Tomar as espiritualidades dos macedônios, lídios, cartagineses, etruscos, romanos e


atenienses permite perceber as gradações entre singularidades de culto e semelhanças, essas
últimas tributárias tanto de um intercâmbio pacífico, quanto pela guerra, pelos dominantes e
dominados e como passam a assimilar a noção de divino. Exercício frutuoso é perceber que
muito pouco era imposto em termos de culto religioso quanto imaginava-se, especialmente
quanto aos romanos e dos macedônios, dois impérios de proporções monumentais e de
extensão “global” para os padrões mentais e geográficos do período. Ao oferecerem liberdade
religiosa e de cultos, em troca de taxas e tributos, plantam a semente de uma dominação que
longe de ser impositiva e discricionária, cria uma hegemonia estabelecida sobre indivíduos
que não precisam jogar fora toda uma tradição familiar de cultos. No mais, não são estranhas
as fontes de época que ressaltam os benefícios de determinadas dominações, responsáveis por
avanços financeiros, urbanísticos e culturais, num interessante processo de assimilação do
novo e continuidades.

Pensar esses registros e vestígios da época seria pouco frutífero sem a ciência da
Arqueologia. Muito além de analisar registros de figuras importantes, de uma ínfima parcela
letrada e culta do mundo Helenístico, a partir da cerâmica, das esculturas e outros vestígios,
torna-se possível projetar novas conjectura sobre mentalidades, significados e semióticas
daquilo que realmente queria ser dito (e não dito) sobre o material produzido.
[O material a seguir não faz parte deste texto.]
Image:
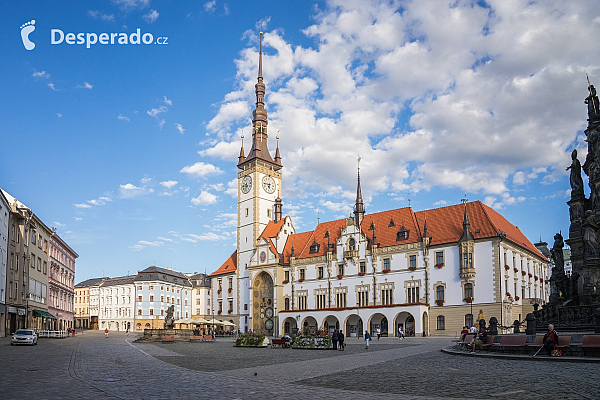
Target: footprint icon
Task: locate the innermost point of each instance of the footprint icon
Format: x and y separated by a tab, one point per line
26	29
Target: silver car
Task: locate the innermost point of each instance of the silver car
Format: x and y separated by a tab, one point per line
24	336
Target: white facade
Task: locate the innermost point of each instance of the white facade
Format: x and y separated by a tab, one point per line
4	216
117	304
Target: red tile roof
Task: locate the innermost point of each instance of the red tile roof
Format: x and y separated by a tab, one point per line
272	228
444	225
228	266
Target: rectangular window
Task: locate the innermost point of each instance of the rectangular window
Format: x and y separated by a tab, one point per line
441	323
439	257
413	261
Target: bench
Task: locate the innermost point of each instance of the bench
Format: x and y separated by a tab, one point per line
168	339
511	342
564	342
590	342
488	343
536	345
279	342
466	339
208	338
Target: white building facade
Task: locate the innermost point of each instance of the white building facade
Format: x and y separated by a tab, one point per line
428	273
157	289
116	303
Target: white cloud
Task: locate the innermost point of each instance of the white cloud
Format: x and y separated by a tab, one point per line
40	74
129	190
155	111
201	170
101	15
151	16
204	198
85	86
210	6
130	4
168	184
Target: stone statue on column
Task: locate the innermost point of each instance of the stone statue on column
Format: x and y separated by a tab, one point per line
576	181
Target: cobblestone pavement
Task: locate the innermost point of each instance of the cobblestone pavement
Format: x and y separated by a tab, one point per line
90	366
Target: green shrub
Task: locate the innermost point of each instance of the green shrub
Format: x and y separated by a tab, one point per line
249	340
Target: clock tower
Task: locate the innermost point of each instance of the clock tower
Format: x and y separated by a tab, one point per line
259	185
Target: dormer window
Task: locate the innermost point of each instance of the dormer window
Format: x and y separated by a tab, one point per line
314	248
351	244
402	234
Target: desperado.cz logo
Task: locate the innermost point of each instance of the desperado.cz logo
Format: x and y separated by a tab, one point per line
57	36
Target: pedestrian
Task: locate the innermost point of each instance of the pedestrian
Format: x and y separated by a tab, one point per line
550	339
400	333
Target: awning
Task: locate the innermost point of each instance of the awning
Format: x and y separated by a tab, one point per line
43	314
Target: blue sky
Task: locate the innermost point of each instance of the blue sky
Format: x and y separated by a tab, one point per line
130	150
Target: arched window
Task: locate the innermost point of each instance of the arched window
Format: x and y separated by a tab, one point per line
439	293
468	290
441	323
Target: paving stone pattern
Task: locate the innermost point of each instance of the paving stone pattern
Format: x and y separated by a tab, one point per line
90	366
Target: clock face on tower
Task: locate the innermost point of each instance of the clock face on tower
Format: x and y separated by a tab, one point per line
269	184
246	184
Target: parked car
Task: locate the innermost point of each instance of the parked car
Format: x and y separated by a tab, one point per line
24	336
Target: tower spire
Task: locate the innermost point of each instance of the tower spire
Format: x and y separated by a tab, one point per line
467	235
259	149
359	208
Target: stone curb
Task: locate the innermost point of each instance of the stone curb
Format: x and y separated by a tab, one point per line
522	357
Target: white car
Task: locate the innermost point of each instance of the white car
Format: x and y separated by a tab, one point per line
24	336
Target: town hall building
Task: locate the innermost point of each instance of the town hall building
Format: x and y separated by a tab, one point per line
427	272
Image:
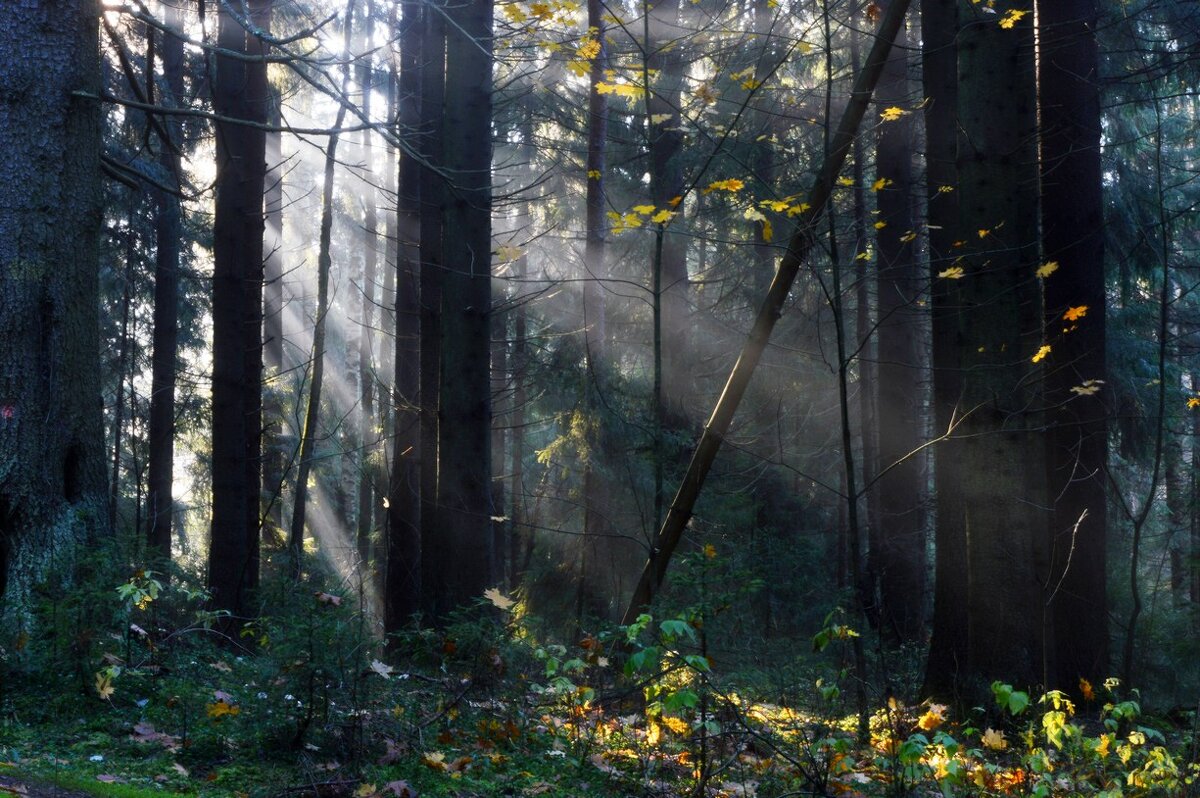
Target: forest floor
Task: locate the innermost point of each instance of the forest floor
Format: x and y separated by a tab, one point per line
310	705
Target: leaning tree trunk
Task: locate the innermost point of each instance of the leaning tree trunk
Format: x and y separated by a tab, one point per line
239	93
52	449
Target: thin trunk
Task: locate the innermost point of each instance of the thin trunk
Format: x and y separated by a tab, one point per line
465	408
369	441
168	232
900	562
405	507
1073	235
939	30
431	190
317	378
797	251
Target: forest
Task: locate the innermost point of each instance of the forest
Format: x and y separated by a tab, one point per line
599	397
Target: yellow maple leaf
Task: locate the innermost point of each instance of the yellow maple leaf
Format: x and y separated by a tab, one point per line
507	253
1009	19
994	739
731	185
1047	269
934	718
105	684
498	599
588	49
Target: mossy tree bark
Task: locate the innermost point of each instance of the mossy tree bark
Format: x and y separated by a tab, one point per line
52	456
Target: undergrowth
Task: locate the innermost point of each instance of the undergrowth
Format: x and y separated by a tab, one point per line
124	687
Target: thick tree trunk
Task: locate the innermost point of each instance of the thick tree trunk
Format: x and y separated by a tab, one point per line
900	562
996	329
1072	228
239	93
168	232
465	463
52	448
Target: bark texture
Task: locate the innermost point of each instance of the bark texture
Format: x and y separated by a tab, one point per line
52	457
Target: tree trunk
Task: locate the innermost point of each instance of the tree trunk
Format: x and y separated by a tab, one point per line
900	562
52	448
403	571
939	30
1073	235
369	441
431	190
239	93
168	232
317	377
996	329
465	465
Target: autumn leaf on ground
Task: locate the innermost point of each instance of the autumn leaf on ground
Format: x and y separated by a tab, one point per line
1047	269
221	708
498	599
401	790
994	739
933	718
1009	19
105	684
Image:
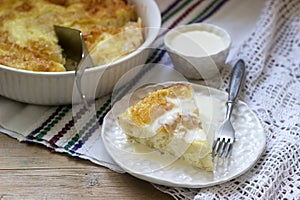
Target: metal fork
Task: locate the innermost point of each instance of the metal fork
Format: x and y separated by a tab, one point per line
72	42
226	136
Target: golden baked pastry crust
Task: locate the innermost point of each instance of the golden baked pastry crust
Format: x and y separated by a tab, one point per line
28	40
168	120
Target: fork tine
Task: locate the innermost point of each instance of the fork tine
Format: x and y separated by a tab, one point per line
216	147
228	149
224	146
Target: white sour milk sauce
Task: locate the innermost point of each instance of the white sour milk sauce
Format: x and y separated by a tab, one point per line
197	43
As formas e
artes presentes nas diferentes cerâmicas, um material mais ou menos resistente que o outro e
suas localidades possibilita delimitar melhor alguns grupos sociais, quais teriam menos ou
mais posses em relação à outros.

Na mesma toada, pensar nos vestígios materiais é pensar também por uma lógica de
materialismo histórico, nas relações materiais que se fazem entre os diferentes povoamentos e
seus núcleos. O arqueólogo Roger G. Collinwood chama atenção para a importância de os
vestígios materiais constituírem parte essencial do raciocínio subjetivo do historiador, que
pode traçar mentalidades e relações de dominação por entre as linhas frágeis de um vaso,
moedas e ferramentas agrícolas. De modo que entre exploradores e explorados do séc. VII
a.C, as continuidades culturais e tecnológicas aumentam progressivamente conforme os
elementos “médios” passam a ganhar espaço e ameaçar a rigidez das hierarquias
genealógicas: mercadores, médios proprietários rurais, guerreiros e outros substratos sociais.

Em suma, a abordagem de pensadores marxistas como Ste. Crox, Carandini e


especialmente Moses Finley é essencial para pensar nas continuidades por uma perspectiva
materialista histórica, até mesmo no campo tão subjetivo das religiosidades e dos cultos
presentes no mediterrâneo. Ao ampliar as fronteiras epistemológicas, mentalidades e
maneiras de sentir o divino no cotidiano helenístico podem ser projetadas até mesmo para a
Baixa Idade Média (ou Antiguidade Tardia, segundo Peter Brown). Pensar na religiosidade
mediterrânea do séc.VII a.C é pensar num contexto de “globalização” de um mundo ainda
não globalizado como conhecemos, mas que dava espaço amplo para trocas e
ressignificações espirituais, mercadoria subjetiva e epistemológica da qual os navios e portos
trocavam em grandes quantidades.

REFERÊNCIAS

KOSELLECK, Reinhart. Uma história dos conceitos: problemas teóricos e práticos.


Estudos Históricos, Rio de Janeiro, v.5, n°. 10, 1992

GUARINELLO, Norberto Luiz. História Antiga. Ed. Contexto, São Paulo, 174p, 2013

FUNARI, Pedro Paulo. Os historiadores e a cultura material. In: PINSKY, Carla Bassanezi
(Org.). Fontes Históricas. 2.e.d., 2ª reimpressão. São Paulo: Contexto, 2010.